Remember that just like in the case of the discrete probability mass function, the sum (in this case really the integral) of all the probabilities will equal 1.
$$
\int_{-\infty}^{\infty}p(x_i) = 1
$$
But we can use the same general approach as we used before for a discrete distribution like the poisson.
Let use $\sim N(\mu = 20, \sigma = 2)$ as our distribution.
```{r}
curve(pnorm(x, mean = 20, sd = 2), 10, 30,
ylab = "Cumulative probability", col = "red")
curve(expr = dnorm(x, mean = 20, sd = 2), from = 10, to = 30,
lwd = 2, ylim = c(0, 0.2),
ylab = "prob",
xlab = expression(italic(x)),
main = expression(paste("x ~", italic(N), "(mean = 20, sd = 3)")))
```
What if we want to ask what the probability of observing a value between 19 and 21 from this distribution?
```{r echo = F, include = T}
curve(dnorm(x, mean = 20, sd = 2), 10, 30,
lwd = 3, ylim = c(0, 0.2),
ylab = "prob",
xlab = expression(italic(x)),
main = expression(paste("x ~", italic(N), "(mean = 20, sd = 3)")))
shade_x <- c(19, seq(19, 21, 0.01), 21)
shade_y <- c(0, dnorm(seq(19, 21, 0.01), 20, 2), 0)
polygon(shade_x, shade_y, col = 'grey60', border = NA)
```
First let's ask ourselves how we would do it by simulating values from this distribution:
```{r}
sim_N_20_2 <- rnorm(1000000, mean = 20, sd = 2)
hist(sim_N_20_2)
length(sim_N_20_2[sim_N_20_2 >= 19 & sim_N_20_2 <= 21])/length(sim_N_20_2)
```
We just count the number of simulated values between 19 and 21 and divide this by the total number of simulated values.

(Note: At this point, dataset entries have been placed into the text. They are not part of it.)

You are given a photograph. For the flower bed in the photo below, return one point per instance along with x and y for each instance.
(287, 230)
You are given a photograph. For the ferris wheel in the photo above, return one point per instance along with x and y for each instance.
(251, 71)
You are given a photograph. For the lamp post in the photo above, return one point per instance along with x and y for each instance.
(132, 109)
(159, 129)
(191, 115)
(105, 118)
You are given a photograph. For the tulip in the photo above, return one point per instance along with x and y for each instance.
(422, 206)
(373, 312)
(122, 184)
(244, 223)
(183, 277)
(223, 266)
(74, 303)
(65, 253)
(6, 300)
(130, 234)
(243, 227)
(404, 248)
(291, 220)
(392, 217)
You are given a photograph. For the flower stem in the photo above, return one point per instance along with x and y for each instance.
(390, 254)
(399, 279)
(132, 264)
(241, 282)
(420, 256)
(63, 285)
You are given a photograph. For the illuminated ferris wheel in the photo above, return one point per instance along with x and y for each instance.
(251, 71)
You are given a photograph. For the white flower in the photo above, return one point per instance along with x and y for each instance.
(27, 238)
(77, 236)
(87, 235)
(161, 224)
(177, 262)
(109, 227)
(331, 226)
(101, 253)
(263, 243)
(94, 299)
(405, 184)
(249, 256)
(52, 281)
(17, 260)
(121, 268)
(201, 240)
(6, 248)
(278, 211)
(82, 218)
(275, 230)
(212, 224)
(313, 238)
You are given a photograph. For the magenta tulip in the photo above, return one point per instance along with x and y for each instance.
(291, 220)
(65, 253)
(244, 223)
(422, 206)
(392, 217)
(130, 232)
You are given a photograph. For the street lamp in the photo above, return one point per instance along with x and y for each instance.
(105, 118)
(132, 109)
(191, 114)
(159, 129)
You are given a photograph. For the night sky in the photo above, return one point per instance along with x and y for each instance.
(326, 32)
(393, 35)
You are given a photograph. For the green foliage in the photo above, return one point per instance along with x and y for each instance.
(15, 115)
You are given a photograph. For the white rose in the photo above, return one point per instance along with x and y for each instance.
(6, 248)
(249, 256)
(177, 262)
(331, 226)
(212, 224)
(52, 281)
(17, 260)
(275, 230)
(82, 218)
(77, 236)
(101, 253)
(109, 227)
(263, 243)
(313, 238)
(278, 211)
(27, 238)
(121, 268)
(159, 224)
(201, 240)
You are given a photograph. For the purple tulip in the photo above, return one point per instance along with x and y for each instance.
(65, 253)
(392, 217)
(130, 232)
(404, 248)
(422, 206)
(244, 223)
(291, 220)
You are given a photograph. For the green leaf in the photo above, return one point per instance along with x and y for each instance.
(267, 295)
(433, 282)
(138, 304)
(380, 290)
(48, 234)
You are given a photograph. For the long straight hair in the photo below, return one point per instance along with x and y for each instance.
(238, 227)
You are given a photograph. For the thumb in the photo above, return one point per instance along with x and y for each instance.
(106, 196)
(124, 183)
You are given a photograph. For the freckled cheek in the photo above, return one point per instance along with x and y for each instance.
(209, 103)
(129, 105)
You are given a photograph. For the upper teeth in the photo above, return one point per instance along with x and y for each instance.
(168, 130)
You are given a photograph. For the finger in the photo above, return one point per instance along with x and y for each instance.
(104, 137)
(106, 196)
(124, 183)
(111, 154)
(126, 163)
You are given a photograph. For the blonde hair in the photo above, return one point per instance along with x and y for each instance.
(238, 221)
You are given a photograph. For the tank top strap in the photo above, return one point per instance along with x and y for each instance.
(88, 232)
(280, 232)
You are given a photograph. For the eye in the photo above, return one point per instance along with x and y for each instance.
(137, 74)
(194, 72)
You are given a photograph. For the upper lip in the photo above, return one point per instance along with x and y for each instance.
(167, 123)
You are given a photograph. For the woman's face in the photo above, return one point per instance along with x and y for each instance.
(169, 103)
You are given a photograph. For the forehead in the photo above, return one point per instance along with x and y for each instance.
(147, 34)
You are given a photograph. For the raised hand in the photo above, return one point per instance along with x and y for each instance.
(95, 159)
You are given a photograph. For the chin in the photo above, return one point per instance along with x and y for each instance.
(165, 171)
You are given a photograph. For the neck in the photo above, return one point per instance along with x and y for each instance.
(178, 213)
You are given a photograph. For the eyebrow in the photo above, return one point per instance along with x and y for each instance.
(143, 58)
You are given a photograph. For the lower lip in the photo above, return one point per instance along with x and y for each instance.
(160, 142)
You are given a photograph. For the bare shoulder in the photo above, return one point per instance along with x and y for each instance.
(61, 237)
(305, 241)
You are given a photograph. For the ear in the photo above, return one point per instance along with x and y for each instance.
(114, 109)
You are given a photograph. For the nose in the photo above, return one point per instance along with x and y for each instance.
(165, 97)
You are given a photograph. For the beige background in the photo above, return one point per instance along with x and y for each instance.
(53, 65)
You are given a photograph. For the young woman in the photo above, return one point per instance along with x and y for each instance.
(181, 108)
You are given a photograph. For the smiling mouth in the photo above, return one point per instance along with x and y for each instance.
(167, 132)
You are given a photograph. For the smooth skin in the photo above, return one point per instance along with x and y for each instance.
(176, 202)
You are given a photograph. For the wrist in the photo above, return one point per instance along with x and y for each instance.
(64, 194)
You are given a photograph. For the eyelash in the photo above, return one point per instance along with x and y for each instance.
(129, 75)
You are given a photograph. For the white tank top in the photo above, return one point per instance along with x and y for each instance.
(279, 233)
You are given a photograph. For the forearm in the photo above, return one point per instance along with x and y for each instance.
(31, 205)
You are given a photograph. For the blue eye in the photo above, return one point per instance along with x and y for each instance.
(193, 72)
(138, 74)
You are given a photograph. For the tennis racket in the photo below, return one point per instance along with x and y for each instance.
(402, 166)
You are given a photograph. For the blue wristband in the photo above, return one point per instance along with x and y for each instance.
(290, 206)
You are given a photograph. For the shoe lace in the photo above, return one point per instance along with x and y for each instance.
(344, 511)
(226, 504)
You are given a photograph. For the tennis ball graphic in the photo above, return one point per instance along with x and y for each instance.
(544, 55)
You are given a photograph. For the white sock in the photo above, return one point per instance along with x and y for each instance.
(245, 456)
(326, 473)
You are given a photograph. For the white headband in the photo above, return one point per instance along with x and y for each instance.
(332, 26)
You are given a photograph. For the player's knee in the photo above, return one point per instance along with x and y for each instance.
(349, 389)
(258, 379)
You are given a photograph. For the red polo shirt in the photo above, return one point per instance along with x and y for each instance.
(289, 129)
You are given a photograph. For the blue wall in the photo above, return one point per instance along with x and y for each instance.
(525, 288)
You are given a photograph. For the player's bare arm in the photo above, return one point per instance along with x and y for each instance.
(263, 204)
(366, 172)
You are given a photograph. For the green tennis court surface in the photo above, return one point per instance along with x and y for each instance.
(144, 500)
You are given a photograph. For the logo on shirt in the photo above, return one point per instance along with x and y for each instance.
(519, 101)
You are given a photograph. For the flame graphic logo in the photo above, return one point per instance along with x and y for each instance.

Using the function pnorm (which allows us to compute cumulative probabilities) we can compute the cumulative probability less than 21 and subtract the cumulative probability for values less than 19. This difference is the probability of a value being between 19 and 21.
```{r}
pnorm(21, 20, 2, lower.tail = TRUE) - pnorm(19, 20, 2, lower.tail = TRUE)
```
### Expectation for a continuous distribution
How do we get the Expectation for this distribution given that it is the integral?
$$
\int_{-\infty}^{\infty}p(x_i)x_i
$$
Well the integral is like a super summation in this case. So we can approximate the values using `sum`
But to get the approximate expectation for the mean, we use `dnorm` just like we use `dpois`.
```{r}
xvals <- 10:30
sum(dnorm(xvals, mean = 20, sd = 2) * xvals)
```
If you really care though you could use the `integrate` function to compare that you are getting close enough... But usually this is not necessary.
```{r}
integrand <- function(x) {dnorm(x, mean = 20, sd = 2)*x}
integrate(integrand , lower = -Inf, upper = Inf)
integrate(integrand , lower = 10, upper = 30)
```
You can play with setting limits and see even if we just sum or integrate over a narrower set of values (say from 10 to 30) we get pretty much the same result. Can you explain why?